Last week, Britain published a draft law that seeks to ensure that telecommunication companies “provide wider assistance to law enforcement and the security and intelligence agencies in the interests of national security.”
That worries firms like Apple, whose iMessage service offers “end-to-end” encryption, meaning the company doesn’t have the ability to read messages sent over the app.
Cook told students at Trinity College Dublin that Apple didn’t plan to introduce a “back door” ability to decrypt the messages.
“We will productively work with the governments to try to convince them that’s also in their best interests in the national security sense,” he said.

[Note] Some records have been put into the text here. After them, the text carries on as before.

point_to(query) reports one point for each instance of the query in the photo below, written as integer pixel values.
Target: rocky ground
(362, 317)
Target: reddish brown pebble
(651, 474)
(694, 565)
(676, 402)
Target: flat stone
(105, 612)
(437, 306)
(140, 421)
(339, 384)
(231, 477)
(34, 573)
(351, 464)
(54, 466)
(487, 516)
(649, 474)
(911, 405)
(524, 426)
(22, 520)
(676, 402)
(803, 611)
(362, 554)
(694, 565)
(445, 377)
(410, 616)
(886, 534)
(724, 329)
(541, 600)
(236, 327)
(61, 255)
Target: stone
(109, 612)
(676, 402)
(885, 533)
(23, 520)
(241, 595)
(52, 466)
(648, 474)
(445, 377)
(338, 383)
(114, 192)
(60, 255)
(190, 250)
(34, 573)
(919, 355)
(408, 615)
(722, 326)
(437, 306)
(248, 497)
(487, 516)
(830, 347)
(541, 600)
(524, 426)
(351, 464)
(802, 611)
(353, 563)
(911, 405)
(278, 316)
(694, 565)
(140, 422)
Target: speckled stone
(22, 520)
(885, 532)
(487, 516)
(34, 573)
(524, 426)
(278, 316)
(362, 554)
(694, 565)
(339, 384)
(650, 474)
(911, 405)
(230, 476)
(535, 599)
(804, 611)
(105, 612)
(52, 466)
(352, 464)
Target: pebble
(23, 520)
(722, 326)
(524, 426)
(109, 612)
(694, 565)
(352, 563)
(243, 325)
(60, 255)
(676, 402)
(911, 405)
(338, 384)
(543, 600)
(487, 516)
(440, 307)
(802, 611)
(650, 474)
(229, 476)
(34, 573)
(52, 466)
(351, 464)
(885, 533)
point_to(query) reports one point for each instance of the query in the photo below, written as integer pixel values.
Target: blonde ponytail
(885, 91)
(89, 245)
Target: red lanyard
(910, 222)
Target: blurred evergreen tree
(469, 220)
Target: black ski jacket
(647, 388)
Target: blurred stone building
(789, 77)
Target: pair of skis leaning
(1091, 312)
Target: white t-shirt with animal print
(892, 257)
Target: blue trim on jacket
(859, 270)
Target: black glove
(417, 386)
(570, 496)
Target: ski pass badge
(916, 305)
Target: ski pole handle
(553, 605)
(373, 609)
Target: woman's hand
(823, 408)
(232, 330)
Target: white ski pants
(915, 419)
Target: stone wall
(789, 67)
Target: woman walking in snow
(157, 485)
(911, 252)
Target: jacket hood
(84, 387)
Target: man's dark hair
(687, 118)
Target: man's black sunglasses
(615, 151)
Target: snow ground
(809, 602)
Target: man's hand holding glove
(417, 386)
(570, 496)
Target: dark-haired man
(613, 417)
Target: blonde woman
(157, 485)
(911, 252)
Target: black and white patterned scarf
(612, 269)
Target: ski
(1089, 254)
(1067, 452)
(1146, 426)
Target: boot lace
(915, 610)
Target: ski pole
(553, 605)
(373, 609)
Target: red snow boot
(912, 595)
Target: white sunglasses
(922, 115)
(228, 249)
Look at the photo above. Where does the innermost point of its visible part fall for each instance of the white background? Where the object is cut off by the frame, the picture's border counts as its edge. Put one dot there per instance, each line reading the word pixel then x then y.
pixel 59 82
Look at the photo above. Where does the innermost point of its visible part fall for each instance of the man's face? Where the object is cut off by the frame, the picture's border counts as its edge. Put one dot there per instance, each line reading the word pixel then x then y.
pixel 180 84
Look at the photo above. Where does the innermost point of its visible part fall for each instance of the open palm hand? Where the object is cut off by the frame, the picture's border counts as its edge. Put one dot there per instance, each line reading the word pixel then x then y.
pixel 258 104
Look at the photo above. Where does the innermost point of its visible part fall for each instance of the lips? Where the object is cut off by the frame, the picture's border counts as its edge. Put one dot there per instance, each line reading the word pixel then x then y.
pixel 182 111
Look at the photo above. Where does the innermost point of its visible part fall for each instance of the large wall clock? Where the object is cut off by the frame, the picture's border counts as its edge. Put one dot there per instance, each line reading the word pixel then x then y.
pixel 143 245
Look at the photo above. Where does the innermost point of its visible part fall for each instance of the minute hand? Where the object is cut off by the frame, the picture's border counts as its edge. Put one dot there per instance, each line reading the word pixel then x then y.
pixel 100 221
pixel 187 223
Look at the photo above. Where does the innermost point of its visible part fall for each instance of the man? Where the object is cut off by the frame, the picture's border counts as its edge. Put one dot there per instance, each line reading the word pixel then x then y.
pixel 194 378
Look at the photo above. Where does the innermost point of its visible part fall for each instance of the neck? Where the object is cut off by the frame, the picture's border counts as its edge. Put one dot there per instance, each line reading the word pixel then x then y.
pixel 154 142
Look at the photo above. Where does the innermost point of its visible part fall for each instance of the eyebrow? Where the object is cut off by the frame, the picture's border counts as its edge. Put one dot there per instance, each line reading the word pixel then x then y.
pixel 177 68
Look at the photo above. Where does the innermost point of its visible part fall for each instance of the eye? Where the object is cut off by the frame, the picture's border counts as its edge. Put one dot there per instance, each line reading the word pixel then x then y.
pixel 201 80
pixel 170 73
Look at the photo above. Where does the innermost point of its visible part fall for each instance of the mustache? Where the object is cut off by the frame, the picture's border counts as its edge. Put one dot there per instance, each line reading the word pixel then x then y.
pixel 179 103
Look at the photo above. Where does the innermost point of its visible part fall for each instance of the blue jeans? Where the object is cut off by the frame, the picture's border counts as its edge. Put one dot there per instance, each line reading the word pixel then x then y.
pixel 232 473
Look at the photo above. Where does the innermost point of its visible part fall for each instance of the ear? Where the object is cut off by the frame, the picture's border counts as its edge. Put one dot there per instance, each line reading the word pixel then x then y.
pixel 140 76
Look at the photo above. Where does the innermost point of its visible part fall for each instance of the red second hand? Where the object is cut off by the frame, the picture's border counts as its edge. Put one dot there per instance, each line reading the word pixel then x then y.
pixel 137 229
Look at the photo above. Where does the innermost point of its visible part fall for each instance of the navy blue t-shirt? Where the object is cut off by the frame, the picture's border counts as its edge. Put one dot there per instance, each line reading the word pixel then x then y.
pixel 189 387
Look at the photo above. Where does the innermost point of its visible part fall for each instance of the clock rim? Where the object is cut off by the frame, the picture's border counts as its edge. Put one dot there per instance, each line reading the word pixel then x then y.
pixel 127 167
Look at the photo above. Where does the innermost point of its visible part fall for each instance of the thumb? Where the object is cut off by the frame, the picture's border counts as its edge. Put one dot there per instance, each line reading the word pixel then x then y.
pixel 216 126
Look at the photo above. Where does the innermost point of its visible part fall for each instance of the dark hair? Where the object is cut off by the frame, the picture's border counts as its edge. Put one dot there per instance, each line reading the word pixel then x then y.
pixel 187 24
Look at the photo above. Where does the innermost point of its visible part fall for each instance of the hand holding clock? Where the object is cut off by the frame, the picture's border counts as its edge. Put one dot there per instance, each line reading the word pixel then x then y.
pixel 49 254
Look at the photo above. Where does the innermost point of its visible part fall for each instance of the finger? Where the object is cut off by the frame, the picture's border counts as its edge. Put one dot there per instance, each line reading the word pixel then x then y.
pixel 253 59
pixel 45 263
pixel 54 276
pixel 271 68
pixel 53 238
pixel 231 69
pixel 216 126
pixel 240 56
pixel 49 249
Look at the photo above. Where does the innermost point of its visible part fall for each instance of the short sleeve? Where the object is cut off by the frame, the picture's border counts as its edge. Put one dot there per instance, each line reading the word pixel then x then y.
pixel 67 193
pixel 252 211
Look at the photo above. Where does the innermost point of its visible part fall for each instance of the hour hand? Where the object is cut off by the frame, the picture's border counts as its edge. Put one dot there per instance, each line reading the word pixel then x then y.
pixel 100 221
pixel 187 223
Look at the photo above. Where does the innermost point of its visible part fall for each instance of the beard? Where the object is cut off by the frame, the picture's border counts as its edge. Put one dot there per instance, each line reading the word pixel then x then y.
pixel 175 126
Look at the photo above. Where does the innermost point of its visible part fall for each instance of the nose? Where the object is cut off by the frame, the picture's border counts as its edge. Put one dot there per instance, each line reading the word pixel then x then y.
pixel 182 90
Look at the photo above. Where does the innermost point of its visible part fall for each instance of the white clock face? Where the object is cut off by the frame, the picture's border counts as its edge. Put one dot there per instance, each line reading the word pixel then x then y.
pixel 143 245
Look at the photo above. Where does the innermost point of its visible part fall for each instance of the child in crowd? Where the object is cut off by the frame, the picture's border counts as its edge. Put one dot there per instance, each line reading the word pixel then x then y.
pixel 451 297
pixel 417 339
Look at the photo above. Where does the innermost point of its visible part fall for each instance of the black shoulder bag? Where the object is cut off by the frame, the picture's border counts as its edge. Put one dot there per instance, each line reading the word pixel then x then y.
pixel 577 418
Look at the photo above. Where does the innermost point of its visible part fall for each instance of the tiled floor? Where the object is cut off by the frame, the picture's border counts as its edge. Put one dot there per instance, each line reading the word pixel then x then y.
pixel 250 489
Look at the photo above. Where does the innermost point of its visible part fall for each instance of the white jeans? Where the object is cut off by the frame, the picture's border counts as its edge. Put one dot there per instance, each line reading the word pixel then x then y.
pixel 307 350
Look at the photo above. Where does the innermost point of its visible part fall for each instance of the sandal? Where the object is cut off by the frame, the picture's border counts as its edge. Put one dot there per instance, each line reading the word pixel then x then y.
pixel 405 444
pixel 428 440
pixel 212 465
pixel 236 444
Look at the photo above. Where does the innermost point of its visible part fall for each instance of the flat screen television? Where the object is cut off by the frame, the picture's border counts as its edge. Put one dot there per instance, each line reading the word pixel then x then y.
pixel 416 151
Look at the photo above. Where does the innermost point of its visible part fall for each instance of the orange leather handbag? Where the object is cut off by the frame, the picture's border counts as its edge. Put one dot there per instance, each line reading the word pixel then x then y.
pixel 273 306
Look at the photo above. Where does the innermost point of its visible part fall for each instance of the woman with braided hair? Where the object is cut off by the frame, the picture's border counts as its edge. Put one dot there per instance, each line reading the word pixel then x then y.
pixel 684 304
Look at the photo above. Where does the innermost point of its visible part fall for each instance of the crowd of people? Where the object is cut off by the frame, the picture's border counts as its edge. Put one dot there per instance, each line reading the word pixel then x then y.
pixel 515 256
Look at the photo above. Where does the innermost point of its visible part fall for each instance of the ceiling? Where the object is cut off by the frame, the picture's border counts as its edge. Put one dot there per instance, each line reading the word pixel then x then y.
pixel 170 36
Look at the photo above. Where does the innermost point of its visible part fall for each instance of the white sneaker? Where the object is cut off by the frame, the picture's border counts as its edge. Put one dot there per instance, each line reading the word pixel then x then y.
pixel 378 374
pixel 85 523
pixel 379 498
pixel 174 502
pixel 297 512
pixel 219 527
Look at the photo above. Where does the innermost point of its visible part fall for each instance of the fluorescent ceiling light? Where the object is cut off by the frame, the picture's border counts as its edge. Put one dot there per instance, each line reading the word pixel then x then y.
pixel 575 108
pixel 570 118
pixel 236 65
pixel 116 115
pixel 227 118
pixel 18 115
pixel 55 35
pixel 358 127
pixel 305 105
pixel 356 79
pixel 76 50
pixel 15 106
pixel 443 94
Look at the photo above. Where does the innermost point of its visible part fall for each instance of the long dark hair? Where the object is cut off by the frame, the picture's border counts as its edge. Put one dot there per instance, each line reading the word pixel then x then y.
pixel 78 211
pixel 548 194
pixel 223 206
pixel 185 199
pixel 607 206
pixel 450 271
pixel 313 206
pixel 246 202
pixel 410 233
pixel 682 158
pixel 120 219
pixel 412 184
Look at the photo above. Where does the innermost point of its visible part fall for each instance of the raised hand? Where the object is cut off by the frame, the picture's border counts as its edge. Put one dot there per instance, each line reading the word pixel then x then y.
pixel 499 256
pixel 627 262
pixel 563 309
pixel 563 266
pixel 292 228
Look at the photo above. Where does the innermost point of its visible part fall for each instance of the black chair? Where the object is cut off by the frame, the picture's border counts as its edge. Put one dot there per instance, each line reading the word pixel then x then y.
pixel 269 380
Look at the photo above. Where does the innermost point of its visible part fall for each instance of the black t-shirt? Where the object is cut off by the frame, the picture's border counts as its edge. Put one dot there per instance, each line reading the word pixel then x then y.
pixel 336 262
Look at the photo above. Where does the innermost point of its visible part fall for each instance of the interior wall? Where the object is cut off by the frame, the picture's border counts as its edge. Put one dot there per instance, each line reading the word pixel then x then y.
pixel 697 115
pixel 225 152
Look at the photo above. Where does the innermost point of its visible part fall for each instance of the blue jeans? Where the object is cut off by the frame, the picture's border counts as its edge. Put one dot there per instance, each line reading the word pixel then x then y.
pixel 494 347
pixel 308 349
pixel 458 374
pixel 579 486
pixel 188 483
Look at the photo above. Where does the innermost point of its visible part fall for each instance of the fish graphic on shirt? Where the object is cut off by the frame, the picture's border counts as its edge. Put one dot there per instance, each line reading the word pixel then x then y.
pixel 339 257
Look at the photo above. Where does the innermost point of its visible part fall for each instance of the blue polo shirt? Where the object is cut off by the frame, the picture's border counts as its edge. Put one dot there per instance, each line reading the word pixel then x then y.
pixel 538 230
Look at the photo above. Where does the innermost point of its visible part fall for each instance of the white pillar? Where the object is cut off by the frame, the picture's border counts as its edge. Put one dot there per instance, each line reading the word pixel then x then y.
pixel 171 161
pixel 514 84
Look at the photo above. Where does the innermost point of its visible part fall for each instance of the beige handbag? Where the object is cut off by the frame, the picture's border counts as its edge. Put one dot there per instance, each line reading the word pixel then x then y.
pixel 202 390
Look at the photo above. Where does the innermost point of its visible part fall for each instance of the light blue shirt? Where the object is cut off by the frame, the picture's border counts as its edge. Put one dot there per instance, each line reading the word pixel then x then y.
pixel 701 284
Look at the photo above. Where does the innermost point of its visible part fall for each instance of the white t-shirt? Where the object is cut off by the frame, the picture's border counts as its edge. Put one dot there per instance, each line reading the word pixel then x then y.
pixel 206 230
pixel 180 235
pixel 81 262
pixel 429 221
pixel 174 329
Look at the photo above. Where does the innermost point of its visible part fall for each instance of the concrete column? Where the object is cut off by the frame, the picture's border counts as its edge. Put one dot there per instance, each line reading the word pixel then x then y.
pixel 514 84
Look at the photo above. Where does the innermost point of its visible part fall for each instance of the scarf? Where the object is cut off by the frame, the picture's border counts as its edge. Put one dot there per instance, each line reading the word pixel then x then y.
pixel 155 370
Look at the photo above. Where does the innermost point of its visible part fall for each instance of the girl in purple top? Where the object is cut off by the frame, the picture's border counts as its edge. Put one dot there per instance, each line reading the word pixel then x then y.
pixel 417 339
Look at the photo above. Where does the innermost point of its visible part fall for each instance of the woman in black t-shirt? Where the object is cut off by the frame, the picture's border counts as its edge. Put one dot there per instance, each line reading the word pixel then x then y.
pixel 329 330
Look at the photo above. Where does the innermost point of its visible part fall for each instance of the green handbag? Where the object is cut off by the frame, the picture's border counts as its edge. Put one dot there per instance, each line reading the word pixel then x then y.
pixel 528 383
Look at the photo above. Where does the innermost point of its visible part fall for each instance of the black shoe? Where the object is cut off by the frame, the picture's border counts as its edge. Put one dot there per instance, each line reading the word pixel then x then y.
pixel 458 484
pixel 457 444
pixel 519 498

Cook said weakening encryption would be bad for online security, because “if you leave a back door in the software then there’s no such thing as a back door for the good guys only.”
“If there’s a back door anybody can come in,” he said.
British Home Secretary Theresa May said last week that the draft Investigatory Powers Bill “will not ban encryption or do anything to undermine the security of people’s data.”
But civil liberties and privacy groups have expressed alarm at its provisions, which include requiring communications companies to hold onto customers’ web traffic records for up to a year. The draft bill also says service providers will be legally obliged to assist the authorities in getting access to customers’ devices.
The bill has yet to be approved by Parliament.